Адель выросла у Полины Кондратьевны за дочь и, кажется, никогда с ней не расставалась. Она была единственной привязанностью Рюлиной, женщины без родственников, совершенно одинокой. Старуха даже ревновала ее, если у Адели заводилась какая-нибудь неделовая дружба. Влюблена Адель, по собственному своему признанию, не была ни разу и ко всякому амурному томлению относилась с большим презрением.
– Блажь!
– Ну а вдруг влюбишься?
– Нельзя влюбиться. Глупое слово! Может только блажь найти.
– Ну хорошо, пускай блажь!.. Как ты будешь, если блажь найдет?
Адель усмехнулась.
– Переселюсь на несколько дней в шестой номер и не вернусь, покуда не просветлеют мозги… Так, знаешь, чтобы о мужчине и думать противно было… Вот, – как Фиаметте про икру…
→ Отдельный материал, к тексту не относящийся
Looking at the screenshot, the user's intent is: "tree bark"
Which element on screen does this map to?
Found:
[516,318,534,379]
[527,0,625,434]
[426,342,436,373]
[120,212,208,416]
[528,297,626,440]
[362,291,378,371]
В шестом номере жил Ремешко и два его товарища, тоже причастных к делу госпожи Рюлиной.
* * *
Как ни гадок был рюлинский ад, какими презренными и несчастными не почитали себя закабаленные в нем рабыни, однако и им на столичной лестнице промысла их оставалось еще – на кого смотреть свысока, кем брезговать, кого презирать, – но заслугам, как тварей, опустившихся в порок бесконечно глубже, чем они, гниющих в такой нравственной низости, что, кажется, сама грязь, которой служили эти позорные существа, удивлялась им и отвращалась от них с тошнотою. Мужчины шестого номера всеми женщинами дома Рюлиной были ненавидимы. Что за птицу представлял собой «пробочник» Ремешко, уже было рассказано подробно. А он был сравнительно самый порядочный из трех, то есть, по крайней мере, и будет вернее, самый осторожный: памятовал, что все-таки – не ровен час – в лоб может хлопнуть револьверная пуля, а на ребра обрушиться костоломная дубина рассвирепевшего родственника, жениха или любовника которой-нибудь из погубленных им жертв. Приличнейший на вид, солидный, умелый разыгрывать роль богатого человека, которым он, и в самом деле, кажется, был когда-то, он работал по преимуществу в мелких буржуазных и чиновничьих семьях. Громкая фамилия, великосветские манеры и репутация миллионера обволакивали Лусьевых, Брусаковых и им подобных, как сладкий дурман, и покоряли Ремешке девушек и женщин тщеславной мещанской среды с быстротой, которой позавидовал бы сам Дон-Жуан испанский. Он часто уезжал в провинцию и возвращался оттуда почти всегда в компании какой-нибудь хорошенькой дурочки, которую, сыграв предварительно более или менее чувствительную любовную драму, благополучно передавал в когти Полины Кондратьевны за вознаграждение – нельзя сказать, чтобы очень щедрое. Компрометирующие «пакеты», которыми Рюлина держала в руках рабынь своих, имелись у нее и на мужчин из шестого номера, но – хранились не в домашнем несгораемом шкафу, а в банковском сейфе какого-то заграничного банка.